Directrice adjointe de l’Institut Rousseau
Par attachement à son modèle économique, l’Allemagne a infléchi les choix stratégiques de l’Europe vers une plus grande dépendance tous azimuts, estime, dans une tribune au « Monde », la haute fonctionnaire Chloé Ridel, directrice adjointe de l’Institut Rousseau.
A Bruxelles, la salle de réunion occupe une place à part. Il y en a de nombreuses au sein du bâtiment Europa, celui du Conseil européen, souvent sans fenêtres.
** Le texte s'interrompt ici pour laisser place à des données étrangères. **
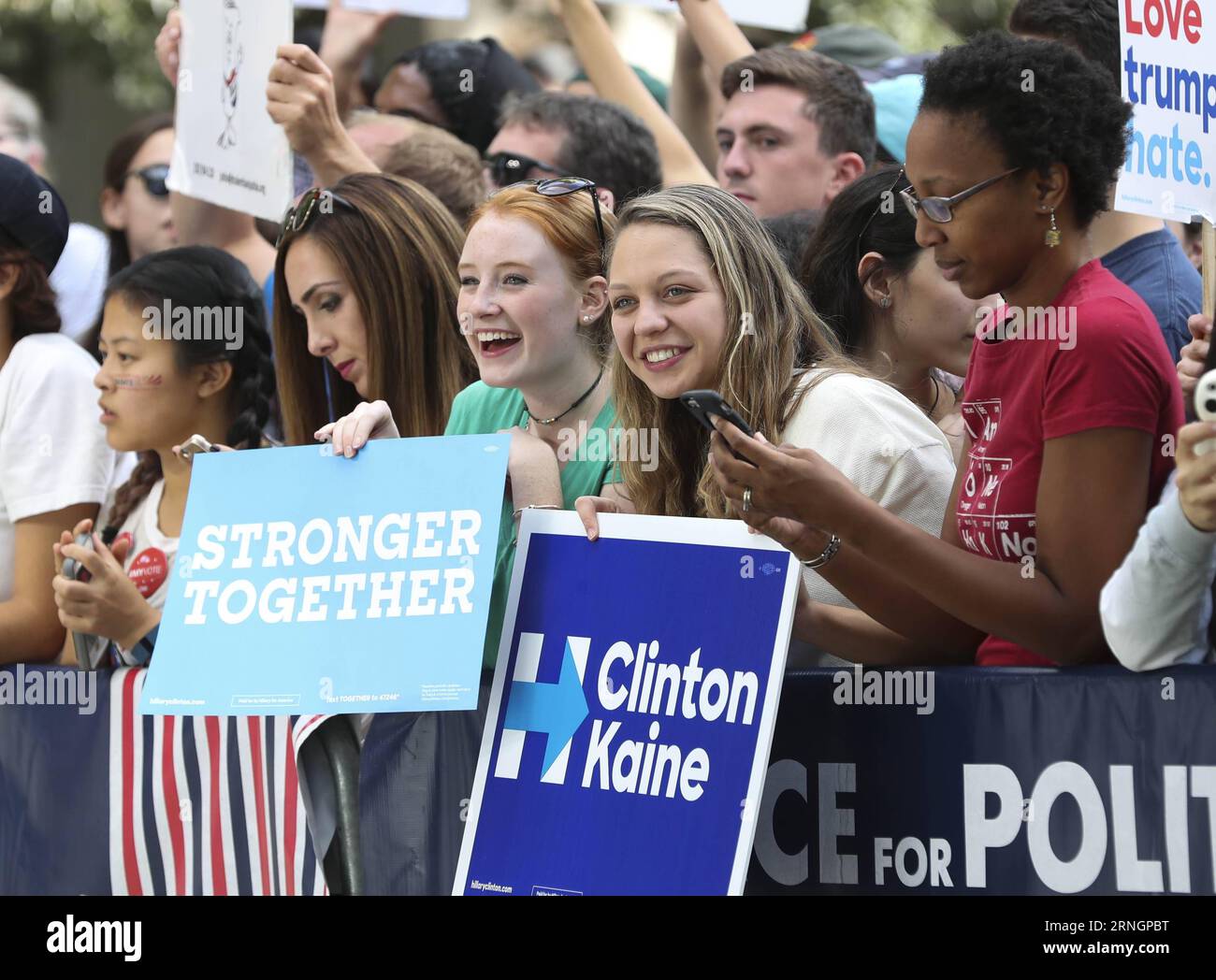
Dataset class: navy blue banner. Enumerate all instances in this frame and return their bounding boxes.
[746,667,1216,895]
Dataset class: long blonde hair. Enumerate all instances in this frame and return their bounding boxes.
[613,185,860,517]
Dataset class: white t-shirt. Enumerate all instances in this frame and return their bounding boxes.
[0,333,114,602]
[782,368,955,608]
[51,222,109,340]
[93,479,178,667]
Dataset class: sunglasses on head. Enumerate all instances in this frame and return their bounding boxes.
[482,151,562,187]
[275,187,356,248]
[900,166,1021,225]
[123,163,169,197]
[519,178,608,256]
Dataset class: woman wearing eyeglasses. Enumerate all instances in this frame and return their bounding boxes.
[713,34,1182,665]
[578,185,955,656]
[101,112,178,284]
[799,166,1001,459]
[274,174,477,445]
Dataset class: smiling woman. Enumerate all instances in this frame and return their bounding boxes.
[569,186,955,666]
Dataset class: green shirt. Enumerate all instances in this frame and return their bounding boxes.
[444,381,615,670]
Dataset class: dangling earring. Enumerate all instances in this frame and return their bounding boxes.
[1043,208,1061,248]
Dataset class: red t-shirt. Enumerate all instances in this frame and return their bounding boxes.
[956,259,1183,667]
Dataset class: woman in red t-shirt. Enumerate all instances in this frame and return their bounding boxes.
[713,34,1182,665]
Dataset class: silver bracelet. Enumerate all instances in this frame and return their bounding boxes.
[803,535,840,568]
[511,503,562,521]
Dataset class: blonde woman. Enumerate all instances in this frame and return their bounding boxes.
[576,186,955,653]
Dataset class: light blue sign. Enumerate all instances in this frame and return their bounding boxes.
[140,435,510,715]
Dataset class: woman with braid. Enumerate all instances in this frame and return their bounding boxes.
[53,246,275,665]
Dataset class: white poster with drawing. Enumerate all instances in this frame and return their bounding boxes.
[605,0,810,34]
[296,0,469,21]
[167,0,292,222]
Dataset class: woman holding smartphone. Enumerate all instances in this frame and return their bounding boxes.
[578,185,955,666]
[53,246,275,665]
[713,34,1182,665]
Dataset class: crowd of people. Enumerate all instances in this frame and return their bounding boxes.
[0,0,1216,888]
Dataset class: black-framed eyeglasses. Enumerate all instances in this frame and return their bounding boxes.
[900,166,1021,225]
[482,150,562,187]
[275,187,357,248]
[123,163,169,197]
[534,178,608,256]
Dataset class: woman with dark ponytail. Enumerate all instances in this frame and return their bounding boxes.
[55,246,275,664]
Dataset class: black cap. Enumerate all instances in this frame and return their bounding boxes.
[0,153,72,275]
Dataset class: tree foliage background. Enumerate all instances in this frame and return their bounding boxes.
[0,0,1014,110]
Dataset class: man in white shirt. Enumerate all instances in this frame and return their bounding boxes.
[0,76,109,340]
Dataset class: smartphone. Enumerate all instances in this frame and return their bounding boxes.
[64,534,93,583]
[680,389,755,463]
[680,390,755,435]
[181,435,220,463]
[64,534,105,670]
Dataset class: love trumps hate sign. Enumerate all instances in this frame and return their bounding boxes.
[140,435,510,715]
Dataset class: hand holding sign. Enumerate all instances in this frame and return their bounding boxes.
[267,44,345,157]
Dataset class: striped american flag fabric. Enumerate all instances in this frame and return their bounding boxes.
[102,668,328,895]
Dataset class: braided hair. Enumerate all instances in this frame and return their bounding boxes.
[102,246,275,541]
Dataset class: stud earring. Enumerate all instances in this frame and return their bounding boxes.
[1043,208,1061,248]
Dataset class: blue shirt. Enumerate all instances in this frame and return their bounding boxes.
[1102,227,1204,364]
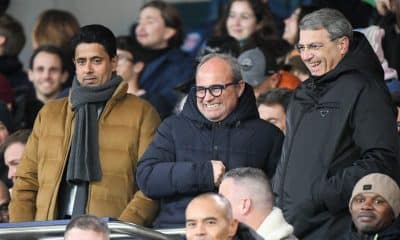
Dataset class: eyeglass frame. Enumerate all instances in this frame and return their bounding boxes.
[192,81,240,98]
[294,36,345,53]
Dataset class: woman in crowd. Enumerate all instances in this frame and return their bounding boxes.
[134,0,194,116]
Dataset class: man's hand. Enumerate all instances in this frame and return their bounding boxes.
[211,160,225,187]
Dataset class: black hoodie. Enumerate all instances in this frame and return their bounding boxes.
[273,32,398,240]
[136,84,283,227]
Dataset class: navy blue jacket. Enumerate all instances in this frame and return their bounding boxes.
[136,84,283,228]
[139,48,195,116]
[273,32,399,240]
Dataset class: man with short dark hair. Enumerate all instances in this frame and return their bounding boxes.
[136,54,283,227]
[1,129,31,182]
[348,173,400,240]
[64,215,110,240]
[10,25,160,224]
[14,46,68,128]
[0,13,33,112]
[273,9,399,240]
[219,167,297,240]
[257,88,293,133]
[28,46,68,103]
[185,193,263,240]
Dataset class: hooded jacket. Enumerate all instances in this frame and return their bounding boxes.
[139,48,195,118]
[136,84,283,228]
[273,32,398,240]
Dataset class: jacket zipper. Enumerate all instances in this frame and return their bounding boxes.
[278,107,304,206]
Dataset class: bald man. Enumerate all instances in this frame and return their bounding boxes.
[185,193,263,240]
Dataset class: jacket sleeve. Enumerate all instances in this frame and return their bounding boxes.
[265,129,284,179]
[136,117,214,199]
[119,102,160,226]
[9,112,41,222]
[312,80,399,213]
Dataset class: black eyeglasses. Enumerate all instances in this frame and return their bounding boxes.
[193,82,238,98]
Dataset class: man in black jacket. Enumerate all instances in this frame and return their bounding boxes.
[348,173,400,240]
[273,9,399,240]
[136,54,283,227]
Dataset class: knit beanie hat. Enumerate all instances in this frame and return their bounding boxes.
[349,173,400,218]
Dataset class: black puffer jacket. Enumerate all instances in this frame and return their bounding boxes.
[273,32,399,240]
[136,85,283,227]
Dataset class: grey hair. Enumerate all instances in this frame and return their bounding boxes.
[222,167,274,204]
[186,192,233,220]
[196,53,243,83]
[299,8,353,40]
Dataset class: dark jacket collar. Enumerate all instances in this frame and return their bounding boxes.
[182,83,259,126]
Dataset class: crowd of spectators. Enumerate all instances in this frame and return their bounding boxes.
[0,0,400,240]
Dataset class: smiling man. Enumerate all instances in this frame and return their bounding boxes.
[136,54,283,227]
[28,46,68,104]
[273,9,399,240]
[10,25,160,224]
[348,173,400,240]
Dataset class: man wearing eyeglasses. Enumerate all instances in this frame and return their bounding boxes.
[136,54,283,227]
[273,9,399,240]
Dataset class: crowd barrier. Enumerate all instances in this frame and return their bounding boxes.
[0,218,185,240]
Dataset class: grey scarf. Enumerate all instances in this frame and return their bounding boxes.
[67,74,121,184]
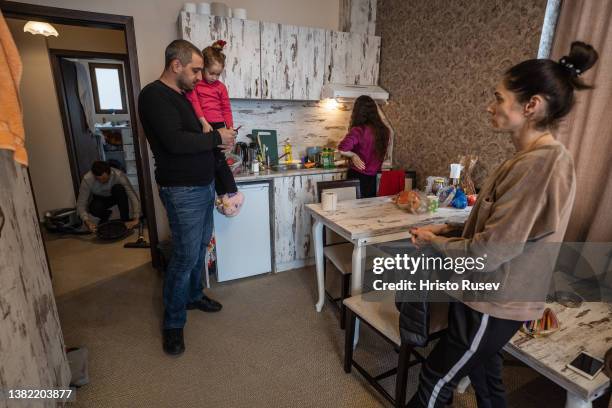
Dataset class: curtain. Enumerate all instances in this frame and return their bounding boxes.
[551,0,612,242]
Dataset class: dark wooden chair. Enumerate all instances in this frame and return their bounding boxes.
[344,292,448,407]
[317,180,370,329]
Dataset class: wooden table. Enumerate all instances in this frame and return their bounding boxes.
[504,302,612,408]
[306,197,471,312]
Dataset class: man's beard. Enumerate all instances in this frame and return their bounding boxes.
[177,76,194,92]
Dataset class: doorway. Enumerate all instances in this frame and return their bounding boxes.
[0,0,160,294]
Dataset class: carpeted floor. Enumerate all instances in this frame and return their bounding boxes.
[58,265,607,408]
[42,228,151,297]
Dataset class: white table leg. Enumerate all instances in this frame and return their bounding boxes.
[312,218,325,312]
[351,242,366,348]
[457,377,470,394]
[565,391,593,408]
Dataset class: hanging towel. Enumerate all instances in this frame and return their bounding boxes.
[377,170,405,197]
[0,11,28,166]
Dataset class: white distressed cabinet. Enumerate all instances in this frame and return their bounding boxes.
[179,12,261,99]
[261,22,325,100]
[179,12,380,100]
[325,31,380,85]
[274,172,346,272]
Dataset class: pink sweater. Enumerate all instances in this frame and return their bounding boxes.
[186,80,234,128]
[338,126,383,176]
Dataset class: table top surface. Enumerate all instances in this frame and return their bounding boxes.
[504,302,612,401]
[306,196,472,239]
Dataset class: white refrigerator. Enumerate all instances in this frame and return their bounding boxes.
[214,183,272,282]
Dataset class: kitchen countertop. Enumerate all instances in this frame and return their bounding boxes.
[234,167,348,183]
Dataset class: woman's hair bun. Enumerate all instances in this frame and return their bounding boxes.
[559,41,599,76]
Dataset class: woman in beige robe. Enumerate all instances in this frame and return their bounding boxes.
[408,42,598,408]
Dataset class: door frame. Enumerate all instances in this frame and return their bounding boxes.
[0,0,161,267]
[49,48,133,196]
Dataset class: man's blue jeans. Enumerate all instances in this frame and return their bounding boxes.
[159,182,215,329]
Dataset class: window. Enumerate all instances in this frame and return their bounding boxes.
[89,63,127,113]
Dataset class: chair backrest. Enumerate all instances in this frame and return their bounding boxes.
[317,179,361,202]
[376,170,406,197]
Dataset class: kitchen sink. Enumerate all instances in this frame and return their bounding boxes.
[270,163,306,171]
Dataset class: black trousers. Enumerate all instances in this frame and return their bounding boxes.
[408,302,522,408]
[88,184,130,223]
[346,168,376,198]
[210,122,238,195]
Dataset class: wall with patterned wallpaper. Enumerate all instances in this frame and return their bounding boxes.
[376,0,546,188]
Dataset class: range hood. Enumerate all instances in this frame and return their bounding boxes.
[321,84,389,101]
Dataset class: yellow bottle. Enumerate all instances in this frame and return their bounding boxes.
[284,141,293,163]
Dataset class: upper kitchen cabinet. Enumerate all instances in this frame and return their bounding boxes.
[325,31,380,85]
[261,22,325,100]
[179,12,261,99]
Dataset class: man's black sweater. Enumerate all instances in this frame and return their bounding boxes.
[138,80,221,187]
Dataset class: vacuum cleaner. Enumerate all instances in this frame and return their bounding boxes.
[123,218,151,248]
[43,208,91,235]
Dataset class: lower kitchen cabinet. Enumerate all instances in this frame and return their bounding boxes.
[274,172,346,272]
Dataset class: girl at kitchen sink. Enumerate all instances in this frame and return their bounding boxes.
[187,40,244,217]
[338,95,389,198]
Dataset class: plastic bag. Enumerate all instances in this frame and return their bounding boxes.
[395,190,429,214]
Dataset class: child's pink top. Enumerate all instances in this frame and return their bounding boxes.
[186,80,234,129]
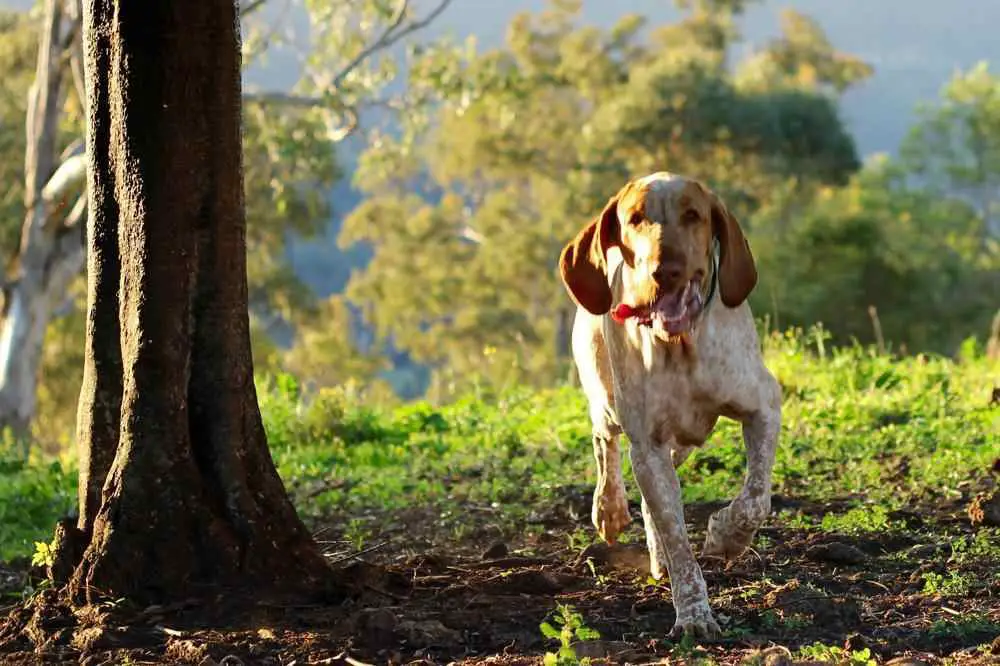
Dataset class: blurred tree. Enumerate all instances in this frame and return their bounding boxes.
[0,0,450,440]
[341,0,859,397]
[752,158,1000,352]
[900,62,1000,242]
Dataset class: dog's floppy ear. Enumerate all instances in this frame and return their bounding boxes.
[712,194,757,308]
[559,194,621,315]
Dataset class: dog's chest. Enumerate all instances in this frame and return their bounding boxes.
[643,372,719,447]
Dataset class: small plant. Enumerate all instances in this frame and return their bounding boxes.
[31,541,55,567]
[923,571,972,597]
[928,614,1000,641]
[539,604,601,666]
[799,643,878,666]
[820,505,893,534]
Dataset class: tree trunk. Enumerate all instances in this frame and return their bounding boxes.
[57,0,330,603]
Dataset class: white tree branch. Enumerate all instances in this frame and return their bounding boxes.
[42,152,87,204]
[243,0,452,143]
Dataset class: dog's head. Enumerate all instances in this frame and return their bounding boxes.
[559,172,757,339]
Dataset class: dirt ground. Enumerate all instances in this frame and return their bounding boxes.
[0,488,1000,666]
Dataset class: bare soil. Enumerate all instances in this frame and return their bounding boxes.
[0,488,1000,666]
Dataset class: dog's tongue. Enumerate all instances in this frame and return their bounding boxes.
[611,303,644,324]
[656,282,691,320]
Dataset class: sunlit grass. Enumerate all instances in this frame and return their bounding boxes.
[0,322,1000,559]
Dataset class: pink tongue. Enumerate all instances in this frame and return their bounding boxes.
[611,303,642,324]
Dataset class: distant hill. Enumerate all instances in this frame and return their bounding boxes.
[0,0,1000,364]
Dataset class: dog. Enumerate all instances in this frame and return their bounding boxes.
[559,172,781,639]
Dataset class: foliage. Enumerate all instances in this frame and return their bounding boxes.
[340,0,858,399]
[751,158,1000,351]
[901,62,1000,239]
[539,604,601,666]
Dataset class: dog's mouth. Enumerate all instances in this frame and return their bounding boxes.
[611,277,705,336]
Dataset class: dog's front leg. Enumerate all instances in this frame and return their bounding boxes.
[630,437,721,638]
[702,374,781,560]
[591,428,632,544]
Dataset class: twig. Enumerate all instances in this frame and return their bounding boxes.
[329,541,389,564]
[240,0,267,18]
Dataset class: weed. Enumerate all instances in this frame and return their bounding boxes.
[539,604,601,666]
[799,643,878,666]
[929,613,1000,641]
[923,571,975,597]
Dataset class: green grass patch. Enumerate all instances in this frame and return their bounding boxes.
[0,331,1000,559]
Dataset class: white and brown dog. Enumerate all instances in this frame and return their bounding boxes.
[560,173,781,638]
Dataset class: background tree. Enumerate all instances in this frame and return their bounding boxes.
[0,0,450,444]
[900,62,1000,241]
[341,0,859,397]
[57,0,329,603]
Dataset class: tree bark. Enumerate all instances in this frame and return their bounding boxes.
[64,0,330,603]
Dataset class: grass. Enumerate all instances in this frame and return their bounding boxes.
[0,329,1000,556]
[0,329,1000,666]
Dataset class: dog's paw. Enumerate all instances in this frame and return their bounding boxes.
[701,507,757,562]
[591,484,632,544]
[670,599,722,640]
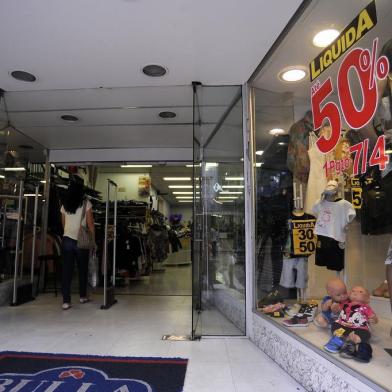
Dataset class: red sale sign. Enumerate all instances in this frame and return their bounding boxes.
[311,2,389,175]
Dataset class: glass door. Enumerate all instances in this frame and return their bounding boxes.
[192,86,246,338]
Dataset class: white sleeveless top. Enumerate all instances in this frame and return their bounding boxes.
[60,200,92,241]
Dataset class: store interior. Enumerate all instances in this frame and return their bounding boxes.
[253,1,392,390]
La salle, room en anglais, est le lieu de discussions interminables jusqu’au bout de la nuit, où sont forgés les compromis, où se nouent et se dénouent les crises…
Adults in the Room (littéralement : « Des adultes dans la pièce ») est le titre original qu’avait choisi Yanis Varoufakis, ex-ministre des finances grec, pour son livre témoignage sur le traitement réservé à la Grèce par ses partenaires européens pendant les années de crise qui ont menacé de faire imploser la zone euro. La Grèce, à cette époque, était ce qu’on appelait en langage bruxellois « l’éléphant dans la pièce » (elephant in the room). L’expression désigne pudiquement un problème que personne ne peut ignorer, puisqu’il prend toute la place dans la salle, mais que l’on craint d’évoquer. La Grèce a été cet éléphant, puis ce fut le tour de l’Italie quand sa dette (privée et publique) a dépassé l’équivalent des 300 % de son PIB, en 2019. Mais l’éléphant était-il vraiment celui que l’on croyait ?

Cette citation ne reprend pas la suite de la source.